WASHINGTON (AP) _ The nation’s chief Medicare official said Tuesday he opposes ``at this point″ calls to extend the May 15 deadline for enrolling in the new prescription drug benefit without a penalty.

``Many people tend to wait until closer to the deadline to make a decision,″ Mark McClellan, administrator for the Centers for Medicare and Medicaid Services, said in an interview with The Associated Press.

``It’s like most people don’t do their Christmas shopping in September,″

He said he also opposed, for now, other legislation to revise the program, which began Jan. 1. The bills include ones that would fully reimburse the states for out-of-pocket costs during the program’s early months and allow the federal government to negotiate drug prices.

``Right now we’re focused on doing everything we can administratively to solve problems,″ he said. ``If you look at what’s in the bills, it’s been things like making sure states got reimbursed. We’ve come up with an administrative approach to do that faster and more effectively than what legislation would have done.″

Lawmakers from both parties, particularly Democrats, have called for extending the deadline, citing reports of problems plaguing the program in its early weeks.
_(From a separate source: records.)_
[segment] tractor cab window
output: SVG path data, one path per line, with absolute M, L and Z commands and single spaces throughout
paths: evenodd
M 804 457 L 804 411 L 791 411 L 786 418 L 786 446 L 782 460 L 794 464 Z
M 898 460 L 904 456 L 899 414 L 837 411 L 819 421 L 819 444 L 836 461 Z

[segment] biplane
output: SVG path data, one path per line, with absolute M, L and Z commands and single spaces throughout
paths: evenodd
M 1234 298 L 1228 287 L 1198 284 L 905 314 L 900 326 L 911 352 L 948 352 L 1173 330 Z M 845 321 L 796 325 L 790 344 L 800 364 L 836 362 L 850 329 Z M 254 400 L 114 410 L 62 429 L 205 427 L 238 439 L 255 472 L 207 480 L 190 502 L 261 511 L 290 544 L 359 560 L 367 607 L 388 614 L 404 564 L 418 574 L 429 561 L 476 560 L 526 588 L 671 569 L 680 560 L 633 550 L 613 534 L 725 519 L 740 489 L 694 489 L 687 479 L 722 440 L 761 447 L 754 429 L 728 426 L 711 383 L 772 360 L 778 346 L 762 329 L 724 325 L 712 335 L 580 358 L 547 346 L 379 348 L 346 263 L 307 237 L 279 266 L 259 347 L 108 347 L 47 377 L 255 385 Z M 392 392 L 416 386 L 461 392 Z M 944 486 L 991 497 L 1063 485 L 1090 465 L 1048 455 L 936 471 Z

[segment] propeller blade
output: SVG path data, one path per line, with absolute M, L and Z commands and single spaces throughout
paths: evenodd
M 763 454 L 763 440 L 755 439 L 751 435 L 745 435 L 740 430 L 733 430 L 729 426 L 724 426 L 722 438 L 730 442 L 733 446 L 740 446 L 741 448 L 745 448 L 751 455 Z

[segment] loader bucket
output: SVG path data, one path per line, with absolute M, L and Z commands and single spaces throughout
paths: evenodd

Seniors who miss the May 15 deadline generally will face a penalty of 1 percent of the premium for each month they delay. The program is voluntary.

McClellan, the administration’s point man on the new program, stopped short of a firm rejection of a deadline extension. Asked it he favored one, he said, ``Not at this point.″

As of mid-February, 5.5 million people had voluntarily enrolled in Medicare’s prescription drug benefit. An additional 20 million people were automatically enrolled because they also qualify for Medicaid and other government programs or are covered through their employers.

In the hourlong interview, McClellan said the number of plans available to seniors will be narrowed, as the industry examines their enrollment figures and preferences.

No one, he said, should have to look in detail at 40 plans.

``Clearly seniors want simplicity and predictability,″ he said.